A bolha social que os nazistas viviam no filme O menino de pijama listrado

Cenas do filme O menino de pijama listrado

A partir do momento em que aceitamos como verdade uma ideologia ou crença automaticamente entramos numa bolha social, pois passamos a procurar nos manter informados sobre o assunto, e de preferência sobre o nosso ponto de vista, induzindo as pessoas que convivemos a entrarem na mesma bolha que a nossa.

Por estar tão envolvido com o assunto temos dificuldade de perceber o ponto de vista de quem tem opinião contrária a nossa. No filme “O menino de pijama listrado” vimos como os pais de Bruno (que são nazistas) o insere dentro da ideologia deles, mesmo ele não sabendo o que esse movimento defende.

SINOPSE

Capa do filme O menino de pijama listrado

Na Alemanha, durante a segunda guerra mundial, o menino Bruno de 8 anos de idade, filho de um oficial nazista, se muda com seus pais para uma fazenda ao lado de um campo de concentração.

Deixando uma espaçosa mansão na cidade e longe de seus amigos, Bruno começa a explorar a mata ao lado de sua casa, até que em uma de suas aventuras se depara com um grande murro que limita a fazenda e o campo de concentração.

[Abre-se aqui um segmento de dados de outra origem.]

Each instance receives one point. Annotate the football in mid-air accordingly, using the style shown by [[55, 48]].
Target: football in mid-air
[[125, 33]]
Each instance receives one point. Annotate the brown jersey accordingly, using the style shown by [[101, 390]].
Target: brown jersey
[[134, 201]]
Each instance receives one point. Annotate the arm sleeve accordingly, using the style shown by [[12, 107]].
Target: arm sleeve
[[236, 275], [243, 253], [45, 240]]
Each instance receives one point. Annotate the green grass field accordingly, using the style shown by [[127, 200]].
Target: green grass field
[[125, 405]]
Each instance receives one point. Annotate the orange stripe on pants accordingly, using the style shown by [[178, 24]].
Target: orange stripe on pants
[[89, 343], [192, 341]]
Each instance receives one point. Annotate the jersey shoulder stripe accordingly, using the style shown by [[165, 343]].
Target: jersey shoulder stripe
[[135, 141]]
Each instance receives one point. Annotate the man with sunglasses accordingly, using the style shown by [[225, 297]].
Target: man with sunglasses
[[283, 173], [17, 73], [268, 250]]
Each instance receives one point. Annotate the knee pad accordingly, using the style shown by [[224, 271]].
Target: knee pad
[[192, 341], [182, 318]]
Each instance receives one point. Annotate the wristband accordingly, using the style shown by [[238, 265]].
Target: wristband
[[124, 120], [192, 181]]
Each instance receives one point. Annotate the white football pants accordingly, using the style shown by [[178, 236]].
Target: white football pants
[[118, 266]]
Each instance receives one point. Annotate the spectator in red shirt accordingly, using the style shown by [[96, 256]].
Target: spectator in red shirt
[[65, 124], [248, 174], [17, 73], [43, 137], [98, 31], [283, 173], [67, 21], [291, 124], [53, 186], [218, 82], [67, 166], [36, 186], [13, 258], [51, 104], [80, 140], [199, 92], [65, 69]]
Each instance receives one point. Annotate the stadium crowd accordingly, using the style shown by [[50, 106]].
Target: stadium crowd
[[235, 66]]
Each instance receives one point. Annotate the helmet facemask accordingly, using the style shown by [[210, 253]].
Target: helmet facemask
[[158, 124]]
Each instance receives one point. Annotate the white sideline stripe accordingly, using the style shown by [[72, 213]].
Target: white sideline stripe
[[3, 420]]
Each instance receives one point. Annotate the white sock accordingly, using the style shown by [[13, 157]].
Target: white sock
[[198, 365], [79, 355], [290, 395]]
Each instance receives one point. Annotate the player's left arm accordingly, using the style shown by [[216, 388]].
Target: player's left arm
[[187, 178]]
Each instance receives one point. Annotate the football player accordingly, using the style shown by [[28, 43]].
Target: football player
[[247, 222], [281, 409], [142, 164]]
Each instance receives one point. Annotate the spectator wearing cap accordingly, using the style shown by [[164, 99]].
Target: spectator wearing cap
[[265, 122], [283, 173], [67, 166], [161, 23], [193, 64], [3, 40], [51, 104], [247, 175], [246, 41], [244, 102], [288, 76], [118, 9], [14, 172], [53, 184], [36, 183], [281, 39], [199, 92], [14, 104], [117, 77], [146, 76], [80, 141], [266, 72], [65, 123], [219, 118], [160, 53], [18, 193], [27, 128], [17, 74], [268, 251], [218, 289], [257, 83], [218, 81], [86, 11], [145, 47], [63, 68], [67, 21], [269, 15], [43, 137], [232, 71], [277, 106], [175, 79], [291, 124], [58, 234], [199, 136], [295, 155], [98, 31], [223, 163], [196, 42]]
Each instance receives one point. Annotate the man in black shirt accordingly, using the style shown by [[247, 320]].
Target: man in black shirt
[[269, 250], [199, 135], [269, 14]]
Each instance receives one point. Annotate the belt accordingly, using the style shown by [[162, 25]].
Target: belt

Além de descobrir um lugar novo, Bruno encontrar uma menino chamado Shumel, que sempre está vestido com um pijama azul listrado, com o tempo eles se tornam amigos, porém estão sempre separados pelos muros, mas esse detalhe não impede o Bruno de criar uma amizade com Shumel, para que os dois possam brincar juntos enquanto seus pais trabalham.

TRAILER

Desculpa, o único trailer disponível no Youtube era de baixa resolução.

FICHA TÉCNICA

Título original: The Boy in the Striped Pyjamas
Ano: 2008
Produção: Miramax Films, Heyday Films
Direção: Mark Herman
Elenco: Asa Butterfield, Vera Farmiga, David Thewlis, Jack Scanlon, Rupert Friend, David Heyman, Jim Norton, Richard Johnson, David Hayman.
Gênero: Drama
Nacionalidade: EUA, Reino Unido

O que é uma bolha social?

O termo “bolha social” significa quando nos isolamos em um ciclo social o qual todos possuem o mesmo comportamento, o mesmo estilo de vida, as mesmas opiniões e as mesmas crenças.

Você pode pensar que não vive em uma bolha social, mas levanto a seguinte reflexão: quais são as informações que aparecem no seu feed de notícia nas redes sociais? Para se ter uma ideia até o buscador do Google mostra matérias diferentes para diferentes usuários, tudo isso por causa do “algoritmo seletivo” que tem a função que nós mostrar exatamente aquilo que gostamos de ver, evitando que o usuário tenha suas crenças e valores contrariados e acabe tendo uma experiência negativa no site.

A bolha social também mantém a pessoa inserida num universo paralelo dando a impressão que todos ao seu redor concordam com suas ideologias e crenças, fazendo com que aqueles que possuem uma percepção contrária esteja errado, pois vários indivíduos que estão a sua volta concordam com o mesma opinião que a sua.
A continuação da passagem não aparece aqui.